Let’s say that tennis shoes, or gym shoes as they were known in the Sixties, have come a long way: formerly symbols of rebellion and emancipation (see James Dean and his All Stars in Rebel Without a Cause) they became a mass phenomenon and eventually a status symbol. They’ve made their way from the sidewalks of suburban America to the great museums. Back in 2019, a collaboration between Adidas and Parley spawned the Concept Shoe, made from recycled yarns and plastic for the Oceans international network of associations working towards the reclamation and recycling of plastic ocean waste, exhibited at the XXII Triennale di Milano Broken Nature exhibition. Now, more than 200 exemplars have gone on show at the Sneakers Unboxed: Studio to Street exhibition at London’s Design Museum, until 24th October.
While the Ancient Greeks and lndians used special shoes or other expedients when practising sport, it was the British who created the very first real sports shoe in the mid-nineteenth century, with a rubber sole and leather upper which, on its arrival in the United States became known as a sneaker, from the verb to sneak, or move silently. It would appear to be a British policeman who first coined the term, this sort of footwear being less noisy than leather, and therefore perfect for nicking burglars. Nowadays sneakers have become collectors’ items, auctioned at Sotheby’s and Christie’s for astronomical sum.
“A phenomenon that has challenged performance design, inspired new youth cultures and shaken the world of fashion” is how the London-based temple of design puts it, in its homage to sneakers with an event that has already achieved cult status. “The exhibition reveals the role young people from diverse backgrounds have played in making individual sneakers into style icons and in driving an industry now worth billions,” said Ligaya Salazar, curator of the exhibition. The e-commerce platform, which operates as a specialist marketplace for high-end products, sneakers included, estimates that the sector will be worth around one billion dollars by 2030. Ms Salazar went on to say: “The exhibition also gives behind-the-scenes insight into new upcycling and sustainable design practices, invisible prototypes that predict the future of performance design.”
Originating in the sporting environment in New York in the Seventies, like their forebears, basketball fans and the hip-hop communities did a great deal to help turn sneakers into objects of desire and status symbols, not least because of being worn by famous personalities, from players such as Clyde Frazier, Chuck Taylor and Michael Jordan to the group Run-DMC and the rapper Kanye West. They became a stellar success also thanks to the reinvention of streetwear by luxury brands such as Balenciaga, Burberry, Comme des Garçons, Gucci and Louis Vuitton, amongst others. They also saw the popstar Rihanna become creative director of Puma in 2014. A fundamental step was marked when these shoes moved from all-white (compulsory in the sporting world for a long time) to an increasingly varied palette.

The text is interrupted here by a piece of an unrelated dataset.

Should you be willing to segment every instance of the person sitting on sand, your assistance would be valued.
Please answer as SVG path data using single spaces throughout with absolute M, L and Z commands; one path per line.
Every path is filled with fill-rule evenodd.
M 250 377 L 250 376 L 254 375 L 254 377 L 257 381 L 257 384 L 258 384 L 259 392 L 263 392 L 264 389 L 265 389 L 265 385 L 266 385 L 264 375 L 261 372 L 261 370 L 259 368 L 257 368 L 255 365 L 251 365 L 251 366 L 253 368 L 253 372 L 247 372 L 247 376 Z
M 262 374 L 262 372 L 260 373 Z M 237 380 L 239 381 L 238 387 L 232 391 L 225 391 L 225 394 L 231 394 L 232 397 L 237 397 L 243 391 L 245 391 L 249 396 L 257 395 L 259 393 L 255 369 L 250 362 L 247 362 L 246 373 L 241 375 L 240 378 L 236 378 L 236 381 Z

The exhibition – split into Style and Performance – also looks at other factors behind the success of sneakers - groups and movements such as the West Coast Skaters, the Casuals from the UK, the Bubbleheads from Cape Town and the Grime music scene, reaching as far as Tokyo, where collaborations between streetwear boutiques and designers first took off – the early Adidas with Yohji Yamamoto, for instance – that totally overturned the rules of the sector. The exhibition also includes the world of small retailers, which helped sneakers catch on all over the world, such as Footwork and Reed Space in New York or Patta in Amsterdam.
The exhibition delves even deeper, attempting to find out whether the passion for this type of footwear is really genuine or whether it is driven by commercial ends. Certainly it’s a market in continuous growth: even the annus horribilis, 2020, saw the production of limited editions and particular collaborations, such as that of Kanye West and Pharell Williams for Adidas, for instance.